Machine Learning and Misinformation
The creative aspects of machine learning are overshadowed by visions of an autonomous future, but machine learning is a powerful tool for communication. Most machine learning in today’s products is related to understanding.
By Paul Soulos, Engineer and Interaction Designer.
Communication is an essential pillar of society. Humanity’s progression over the past millennium was largely driven by the development and evolution of communication as a tool for distributing siloed thoughts from one individual to others. Communication is naively defined as content and the mode of transmission — symbols manifested as images, language transmitted through speech and writing, digital files sent through the internet. These are methods through which we communicate thoughts, ideas, facts, and opinions. New forms of communication emerge to expand the lexicon of thought and reduce the friction required to create and transmit content.
Computers are unique as communication tools because they are used for the creation, transmission, and consumption of content. Most tools before the computer aided in one of these categories, but the digital computer quickly became the de facto platform for media. This unified tool simplifies the process for communicating; you know that what you create on your screen can be instantly reproduced on another’s screen. But the goal is not simply to transmit bits from device to device, the goal is to transmit ideas from one person to another.

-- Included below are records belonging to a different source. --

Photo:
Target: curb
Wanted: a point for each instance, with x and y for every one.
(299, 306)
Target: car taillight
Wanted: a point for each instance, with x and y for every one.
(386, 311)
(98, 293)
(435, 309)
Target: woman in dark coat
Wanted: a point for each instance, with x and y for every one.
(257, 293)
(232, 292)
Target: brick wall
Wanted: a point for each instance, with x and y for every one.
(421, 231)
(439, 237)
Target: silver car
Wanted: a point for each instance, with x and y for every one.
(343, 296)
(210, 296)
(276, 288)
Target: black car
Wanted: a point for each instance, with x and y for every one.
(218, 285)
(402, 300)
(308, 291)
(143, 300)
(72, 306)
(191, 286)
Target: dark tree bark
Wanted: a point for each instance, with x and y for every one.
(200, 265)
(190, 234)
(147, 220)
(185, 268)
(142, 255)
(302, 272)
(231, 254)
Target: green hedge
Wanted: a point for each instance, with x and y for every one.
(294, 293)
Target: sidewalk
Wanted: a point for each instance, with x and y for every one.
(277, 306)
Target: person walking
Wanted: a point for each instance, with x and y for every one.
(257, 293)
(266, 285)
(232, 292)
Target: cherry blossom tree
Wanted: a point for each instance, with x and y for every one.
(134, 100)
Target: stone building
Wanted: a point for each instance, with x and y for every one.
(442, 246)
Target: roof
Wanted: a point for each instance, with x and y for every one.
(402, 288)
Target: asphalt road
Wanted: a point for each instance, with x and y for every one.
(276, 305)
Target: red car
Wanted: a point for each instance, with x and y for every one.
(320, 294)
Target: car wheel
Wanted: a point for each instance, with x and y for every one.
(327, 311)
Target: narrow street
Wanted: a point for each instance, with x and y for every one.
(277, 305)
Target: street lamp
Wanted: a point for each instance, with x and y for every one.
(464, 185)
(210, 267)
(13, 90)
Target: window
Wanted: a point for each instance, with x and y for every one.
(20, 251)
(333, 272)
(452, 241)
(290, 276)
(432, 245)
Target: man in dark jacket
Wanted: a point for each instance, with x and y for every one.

Early practitioners in the field of Interaction Design espoused human-computer symbiosis1, a tight bond between human and machine that transcends the capabilities of either individually. As communication devices, computers would facilitate a level of understanding between people that was previously only accessible to skilled writers, speakers, and artists. Computational creation reduces the skill needed to craft content that resembles the ideal form as it exists in your head; colors can be selected from a color picker instead of requiring an individual to understand the complex nature of mixing different paints to achieve a certain palette. The trend is towards uninhibited creation of a sort that only exists in the mind.
A standard color picker.
The creative aspects of machine learning are overshadowed by visions of an autonomous future, but machine learning is a powerful tool for communication. Most machine learning in today’s products is related to understanding — your phone can translate your voice into text and you can search photos for certain objects or people because of machine understanding. To accomplish this, machine learning compresses raw data into representations that is uses to find similarities and make other judgements. Representations are a cognitive concept that signify properties2. For example, a person’s mood can be compressed from an image of their face into a mood representation variable: happy, neutral, or sad.
There is another side to machine learning that moves in the opposite direction, from representations to raw data. Generative modeling is a machine learning technique that creates new data that mimics the data that the machine was trained on. In the case of camera images, the generative model will create images that reflect photorealistic images. This makes it easier to create incredibly detailed content while only manipulating the underlying representation variables.
As the requirements to create and transmit media are reduced, we approach a scenario where you can realize any thought in a shareable manifestation. If you imagine an object, you need skill as a visual artist to move that image from your mind to the physical world. In the future, computers will reduce the training that is required to realize ideas in the physical world to the point where the inception of an idea is on level with the realization and communication of that idea. Generative modeling will bring huge advances to our ability to communicate with each other, but it also poses an enormous threat with the creation and dissemination of disinformation and misinformation. The difference between disinformation and misinformation is intent; disinformation is created with a malicious intent while misinformation is communicated without knowing the extent of the falsehood.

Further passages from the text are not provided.